Énergie Est: des écologistes perturbent la première séance du BAPE

Alain Couillard alain.couillard@tc.tc
Publié le 8 mars 2016

Un groupe de manifestants est venu perturber les travaux de la commission d’enquête du Bureau d’audiences publiques sur l’environnement (BAPE), à Lévis, à peine 15 minutes après son ouverture.

©TC Media - Alain Couillard

LÉVIS. Un groupe d’environnementalistes a pris d’assaut la salle où se tenait la première séance du Bureau d’audiences publiques sur l’environnement (BAPE) sur le projet d'oléoduc Énergie Est, au moment où les représentants de TransCanada s’apprêtaient à prendre la parole, lundi à Lévis.

Les écologistes, qui chantaient et brandissaient des pancartes, ont causé la surprise, forçant le président de la commission, Joseph Zayed, à suspendre la séance.

La webdiffusion de l’événement, qui a momentanément été interrompue, a repris une dizaine de minutes plus tard, permettant aux porte-paroles de TransCanada de présenter leur projet, comme que prévu.

M. Zayed, faisant face à une salle comble, a d'abord expliqué les étapes et le fonctionnement de la commission.

Le premier intervenant, Louis Bergeron, représentant de TransCanada, a présenté les grandes lignes du projet. Il a entre autres précisé que le pipeline aurait une longueur de 648 km, incluant 24 km de canalisation latérale afin de relier les raffineries Suncor à Montréal et Valero à Lévis.

M. Bergeron a aussi précisé que les canalisations, traversant les cours d’eau, seraient installées à une profondeur de 15 mètres. Pour celle qui traverserait le Saint-Laurent, un tunnel serait aménagé à une profondeur de 40 mètres et à 100 mètres au centre du fleuve.

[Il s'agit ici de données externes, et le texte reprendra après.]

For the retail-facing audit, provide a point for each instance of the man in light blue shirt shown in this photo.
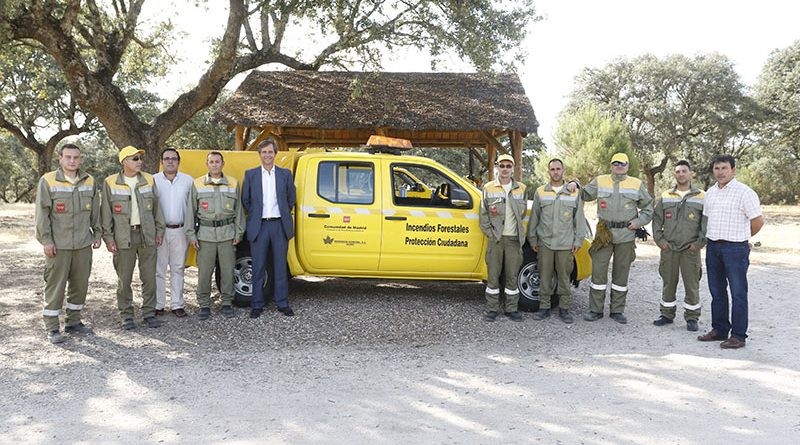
(174, 188)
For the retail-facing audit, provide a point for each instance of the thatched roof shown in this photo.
(404, 101)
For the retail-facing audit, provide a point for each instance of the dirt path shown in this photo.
(369, 361)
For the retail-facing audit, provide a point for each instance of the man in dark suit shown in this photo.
(268, 195)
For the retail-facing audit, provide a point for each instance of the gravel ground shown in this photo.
(379, 361)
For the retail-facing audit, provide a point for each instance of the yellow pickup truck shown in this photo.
(378, 215)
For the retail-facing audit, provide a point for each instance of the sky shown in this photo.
(573, 35)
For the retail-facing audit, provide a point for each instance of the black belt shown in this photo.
(616, 225)
(218, 223)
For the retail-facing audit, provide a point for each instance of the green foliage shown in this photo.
(771, 176)
(99, 155)
(198, 132)
(778, 92)
(586, 139)
(358, 34)
(36, 106)
(18, 180)
(675, 107)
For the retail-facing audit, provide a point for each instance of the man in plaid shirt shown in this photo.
(734, 215)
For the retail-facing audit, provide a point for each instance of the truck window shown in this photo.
(423, 186)
(344, 182)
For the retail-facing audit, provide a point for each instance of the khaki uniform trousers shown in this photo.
(686, 264)
(206, 261)
(503, 257)
(124, 263)
(560, 262)
(68, 266)
(624, 254)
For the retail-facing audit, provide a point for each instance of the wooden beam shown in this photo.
(489, 137)
(492, 151)
(265, 133)
(516, 148)
(239, 140)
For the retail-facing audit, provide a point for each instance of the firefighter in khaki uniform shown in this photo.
(214, 225)
(502, 210)
(133, 227)
(67, 223)
(555, 233)
(623, 207)
(679, 228)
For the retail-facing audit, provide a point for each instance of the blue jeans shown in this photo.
(726, 265)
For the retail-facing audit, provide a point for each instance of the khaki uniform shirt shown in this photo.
(67, 213)
(678, 220)
(492, 214)
(557, 220)
(116, 210)
(214, 211)
(620, 199)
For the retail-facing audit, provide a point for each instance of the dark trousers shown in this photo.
(726, 265)
(270, 234)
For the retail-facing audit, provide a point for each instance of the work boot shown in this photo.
(227, 312)
(541, 314)
(619, 317)
(662, 320)
(79, 328)
(593, 316)
(204, 314)
(55, 337)
(514, 316)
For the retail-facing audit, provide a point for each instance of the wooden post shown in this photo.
(516, 152)
(490, 161)
(239, 141)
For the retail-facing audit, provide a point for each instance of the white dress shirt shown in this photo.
(173, 195)
(268, 191)
(729, 210)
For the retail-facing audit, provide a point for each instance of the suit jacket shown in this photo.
(253, 200)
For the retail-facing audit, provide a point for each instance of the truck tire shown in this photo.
(243, 277)
(528, 282)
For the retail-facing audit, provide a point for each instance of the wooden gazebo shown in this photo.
(302, 109)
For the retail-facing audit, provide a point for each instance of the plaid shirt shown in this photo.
(729, 210)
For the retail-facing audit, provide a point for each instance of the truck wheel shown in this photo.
(528, 282)
(243, 277)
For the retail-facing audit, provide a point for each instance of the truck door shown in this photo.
(430, 222)
(340, 218)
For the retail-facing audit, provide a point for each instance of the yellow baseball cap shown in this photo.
(620, 157)
(502, 158)
(130, 150)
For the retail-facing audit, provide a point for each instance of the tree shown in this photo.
(19, 179)
(89, 40)
(778, 92)
(587, 138)
(36, 106)
(673, 107)
(197, 132)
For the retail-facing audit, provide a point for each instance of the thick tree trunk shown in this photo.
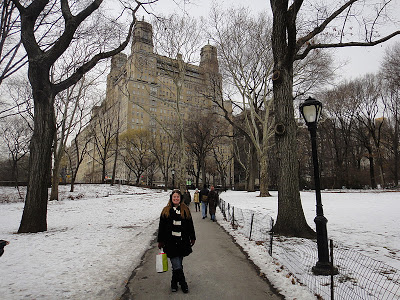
(290, 220)
(34, 217)
(72, 182)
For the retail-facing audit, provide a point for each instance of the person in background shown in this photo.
(3, 243)
(203, 198)
(187, 198)
(196, 199)
(176, 236)
(212, 202)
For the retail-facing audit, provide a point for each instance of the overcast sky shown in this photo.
(357, 60)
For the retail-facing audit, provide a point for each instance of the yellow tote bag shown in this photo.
(161, 262)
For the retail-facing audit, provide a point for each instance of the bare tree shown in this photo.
(16, 133)
(43, 56)
(368, 94)
(337, 129)
(246, 60)
(390, 71)
(136, 152)
(11, 60)
(287, 48)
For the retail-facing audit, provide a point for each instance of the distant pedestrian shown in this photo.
(187, 198)
(176, 236)
(196, 199)
(3, 243)
(213, 200)
(203, 198)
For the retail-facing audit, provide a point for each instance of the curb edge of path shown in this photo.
(127, 293)
(256, 268)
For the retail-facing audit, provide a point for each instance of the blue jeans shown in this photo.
(204, 209)
(176, 263)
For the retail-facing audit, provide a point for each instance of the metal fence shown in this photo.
(360, 277)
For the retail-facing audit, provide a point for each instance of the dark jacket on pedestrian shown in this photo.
(187, 198)
(212, 201)
(176, 231)
(204, 194)
(3, 243)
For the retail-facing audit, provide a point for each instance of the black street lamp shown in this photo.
(311, 111)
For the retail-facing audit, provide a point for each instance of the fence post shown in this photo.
(271, 237)
(233, 217)
(332, 271)
(251, 225)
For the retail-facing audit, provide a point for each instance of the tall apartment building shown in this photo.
(146, 88)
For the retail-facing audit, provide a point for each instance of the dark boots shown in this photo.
(179, 276)
(174, 281)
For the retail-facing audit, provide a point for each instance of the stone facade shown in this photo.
(145, 88)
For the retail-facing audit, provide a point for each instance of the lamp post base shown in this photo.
(324, 269)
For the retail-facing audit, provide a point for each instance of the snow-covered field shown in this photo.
(97, 235)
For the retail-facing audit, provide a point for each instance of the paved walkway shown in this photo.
(217, 269)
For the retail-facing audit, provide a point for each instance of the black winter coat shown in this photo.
(176, 245)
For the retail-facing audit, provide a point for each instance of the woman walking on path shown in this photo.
(176, 235)
(212, 202)
(196, 199)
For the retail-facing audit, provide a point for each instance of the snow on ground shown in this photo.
(97, 235)
(364, 220)
(90, 249)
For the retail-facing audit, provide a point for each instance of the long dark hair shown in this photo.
(185, 211)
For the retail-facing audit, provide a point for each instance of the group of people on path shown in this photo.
(176, 234)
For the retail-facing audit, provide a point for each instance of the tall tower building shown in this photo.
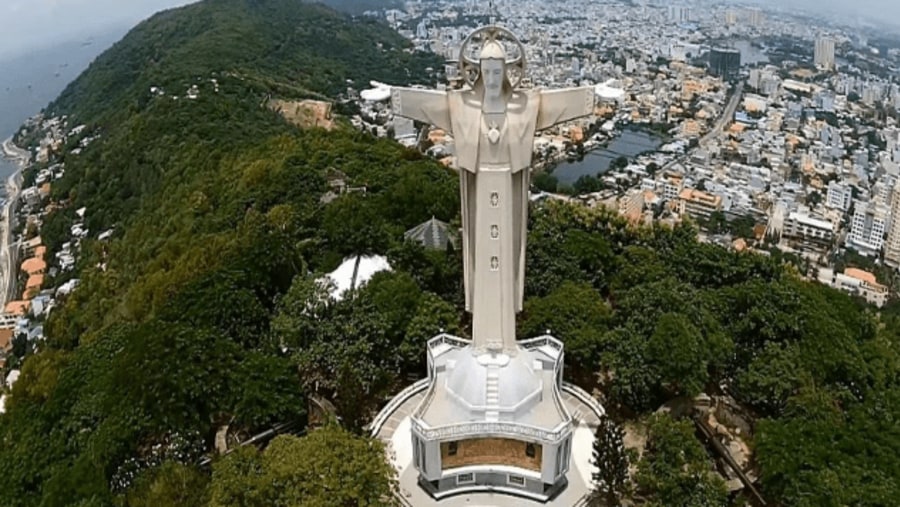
(824, 53)
(724, 63)
(755, 17)
(892, 246)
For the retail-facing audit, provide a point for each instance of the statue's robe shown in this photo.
(494, 182)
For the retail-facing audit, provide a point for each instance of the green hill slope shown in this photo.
(216, 207)
(201, 318)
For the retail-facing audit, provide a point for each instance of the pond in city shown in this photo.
(750, 54)
(630, 143)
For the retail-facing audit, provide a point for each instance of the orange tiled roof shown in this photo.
(859, 274)
(6, 339)
(34, 265)
(34, 281)
(18, 307)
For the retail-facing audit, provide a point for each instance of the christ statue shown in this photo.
(493, 122)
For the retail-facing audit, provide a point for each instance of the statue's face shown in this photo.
(492, 74)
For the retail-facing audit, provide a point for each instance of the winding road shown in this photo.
(723, 120)
(8, 256)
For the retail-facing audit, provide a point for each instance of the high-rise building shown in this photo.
(730, 18)
(679, 13)
(839, 196)
(892, 246)
(824, 53)
(724, 63)
(867, 228)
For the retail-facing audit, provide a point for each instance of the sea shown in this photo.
(31, 80)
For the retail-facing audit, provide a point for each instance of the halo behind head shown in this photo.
(492, 42)
(492, 50)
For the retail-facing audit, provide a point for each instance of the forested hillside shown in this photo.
(201, 316)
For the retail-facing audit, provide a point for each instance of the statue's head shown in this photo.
(493, 67)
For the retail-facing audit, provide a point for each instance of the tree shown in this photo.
(330, 466)
(619, 163)
(576, 314)
(674, 469)
(171, 484)
(610, 460)
(676, 348)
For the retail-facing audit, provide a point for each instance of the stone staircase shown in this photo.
(492, 393)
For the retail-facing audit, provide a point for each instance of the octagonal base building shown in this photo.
(493, 420)
(492, 415)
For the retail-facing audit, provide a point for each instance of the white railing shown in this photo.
(491, 428)
(585, 398)
(451, 340)
(533, 343)
(395, 403)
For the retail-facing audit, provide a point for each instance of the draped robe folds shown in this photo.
(494, 182)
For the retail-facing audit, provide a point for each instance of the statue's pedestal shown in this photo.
(495, 425)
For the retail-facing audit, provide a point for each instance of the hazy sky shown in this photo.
(27, 24)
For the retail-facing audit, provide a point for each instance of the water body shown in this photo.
(630, 143)
(31, 80)
(750, 54)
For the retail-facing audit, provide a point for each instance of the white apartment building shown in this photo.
(824, 53)
(892, 247)
(867, 228)
(839, 196)
(807, 230)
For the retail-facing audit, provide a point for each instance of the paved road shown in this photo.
(8, 255)
(721, 123)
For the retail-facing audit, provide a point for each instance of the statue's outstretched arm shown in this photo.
(558, 106)
(426, 106)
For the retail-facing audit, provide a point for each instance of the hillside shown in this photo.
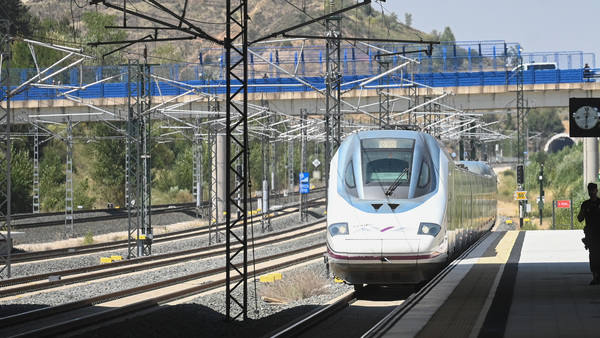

Si TransCanada obtient l’approbation de son projet, le début des travaux est prévu vers la fin 2018, et sa mise en service vers la fin 2020.

Questions du public

Lors de la période des questions, un intervenant a demandé pourquoi TransCanada avait privilégié une formule porte ouverte au détriment de débats publics. En réponse, Bruno St-Laurent, de TransCanada, a confirmé que l’entreprise avait privilégié 29 portes ouvertes. À la demande du président, TransCanada n’a pas fermé la porte à un ou à des débats publics.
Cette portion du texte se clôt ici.